O ministro pediu à comunidade internacional a lutar com mais afinco contra a poda ilegal de árvores e disse que tanto a Comissão Européia (CE) quanto a Alemanha preparam pacotes legais contra estas práticas. O diretor-executivo do programa ambiental da ONU, Achim Steiner, disse que a humanidade não pode se permitir destruir as funções e serviços que a natureza fornece gratuitamente, e comemorou que a conferência tenha conseguido vincular economia e ecologia através de seu debate sobre biopirataria.
O secretário-executivo da Convenção de Biodiversidade da ONU, Ahmed Djoghlaf, afirmou que a reunião de Bonn "entrará para a história e marcará um antes e um depois na forma de alcançar acordos internacionais pelo tratamento respeitoso" promovido pela Presidência alemã.

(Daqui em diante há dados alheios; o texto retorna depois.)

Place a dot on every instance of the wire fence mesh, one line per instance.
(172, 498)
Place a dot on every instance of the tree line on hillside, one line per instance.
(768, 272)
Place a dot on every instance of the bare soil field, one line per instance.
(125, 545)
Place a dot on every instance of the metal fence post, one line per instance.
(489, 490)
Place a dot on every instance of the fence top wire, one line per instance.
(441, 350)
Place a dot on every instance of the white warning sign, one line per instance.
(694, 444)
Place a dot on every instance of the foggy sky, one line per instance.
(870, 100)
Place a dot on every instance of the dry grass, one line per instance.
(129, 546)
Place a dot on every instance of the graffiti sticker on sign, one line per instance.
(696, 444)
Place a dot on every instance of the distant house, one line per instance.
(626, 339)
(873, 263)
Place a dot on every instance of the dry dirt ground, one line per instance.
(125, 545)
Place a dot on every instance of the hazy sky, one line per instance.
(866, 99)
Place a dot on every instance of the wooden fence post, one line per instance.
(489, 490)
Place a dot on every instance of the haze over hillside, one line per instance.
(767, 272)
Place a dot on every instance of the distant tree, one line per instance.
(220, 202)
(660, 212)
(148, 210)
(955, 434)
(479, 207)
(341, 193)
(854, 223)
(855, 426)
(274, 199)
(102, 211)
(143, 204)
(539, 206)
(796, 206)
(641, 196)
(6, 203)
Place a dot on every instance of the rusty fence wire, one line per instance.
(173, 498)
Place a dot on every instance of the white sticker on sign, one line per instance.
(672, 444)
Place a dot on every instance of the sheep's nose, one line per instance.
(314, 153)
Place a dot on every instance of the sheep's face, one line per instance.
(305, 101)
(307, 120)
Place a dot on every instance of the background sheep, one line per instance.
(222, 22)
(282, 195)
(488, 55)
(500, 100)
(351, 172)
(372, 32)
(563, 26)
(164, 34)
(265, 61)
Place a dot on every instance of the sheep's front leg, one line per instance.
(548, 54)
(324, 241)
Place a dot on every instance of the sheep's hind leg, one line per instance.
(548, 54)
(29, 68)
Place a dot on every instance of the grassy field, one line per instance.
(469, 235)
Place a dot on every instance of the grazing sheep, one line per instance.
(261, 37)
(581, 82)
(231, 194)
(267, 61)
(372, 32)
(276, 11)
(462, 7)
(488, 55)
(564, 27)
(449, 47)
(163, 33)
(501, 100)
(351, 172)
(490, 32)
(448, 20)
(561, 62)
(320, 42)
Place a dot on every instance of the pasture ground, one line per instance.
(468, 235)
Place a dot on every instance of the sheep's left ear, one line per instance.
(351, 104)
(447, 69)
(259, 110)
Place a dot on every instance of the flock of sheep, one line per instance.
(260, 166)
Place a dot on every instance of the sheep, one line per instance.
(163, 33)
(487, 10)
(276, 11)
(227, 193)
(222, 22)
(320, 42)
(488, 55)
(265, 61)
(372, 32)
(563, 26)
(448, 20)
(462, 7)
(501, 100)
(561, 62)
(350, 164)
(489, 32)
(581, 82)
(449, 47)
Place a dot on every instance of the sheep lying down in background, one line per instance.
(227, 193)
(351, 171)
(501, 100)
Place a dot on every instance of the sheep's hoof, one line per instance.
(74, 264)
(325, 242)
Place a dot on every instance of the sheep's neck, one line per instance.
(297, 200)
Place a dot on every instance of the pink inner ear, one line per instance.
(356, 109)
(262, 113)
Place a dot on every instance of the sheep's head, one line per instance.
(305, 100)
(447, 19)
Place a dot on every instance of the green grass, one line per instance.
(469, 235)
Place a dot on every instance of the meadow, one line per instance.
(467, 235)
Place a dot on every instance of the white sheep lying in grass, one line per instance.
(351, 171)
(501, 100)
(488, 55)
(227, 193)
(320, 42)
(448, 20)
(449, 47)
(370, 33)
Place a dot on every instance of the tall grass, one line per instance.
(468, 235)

Elogiou as "fortes decisões" adotadas durante a conferência, mas alertou que o caminho mais difícil começa agora, já que os princípios de acordos alcançados em Bonn deverão se transformar em textos legais em 2010.
As ONGs receberam os resultados com menor entusiasmo e criticaram a "lentidão" de todo o processo. No entanto, elogiaram o "grande compromisso" mostrado pela Presidência alemã, que teve o gesto "exemplar" de liderar a campanha de doações, apesar da pouca capacidade de convencimento entre seus parceiros do Grupo dos Oito (G8, os sete países mais industrializados e a Rússia). Devido a isso, as ONG concederam o Prêmio Serra Elétrica de Ouro ao Japão, presidente rotativo do G8 e considerado um dos principais bloqueadores das negociações de Bonn.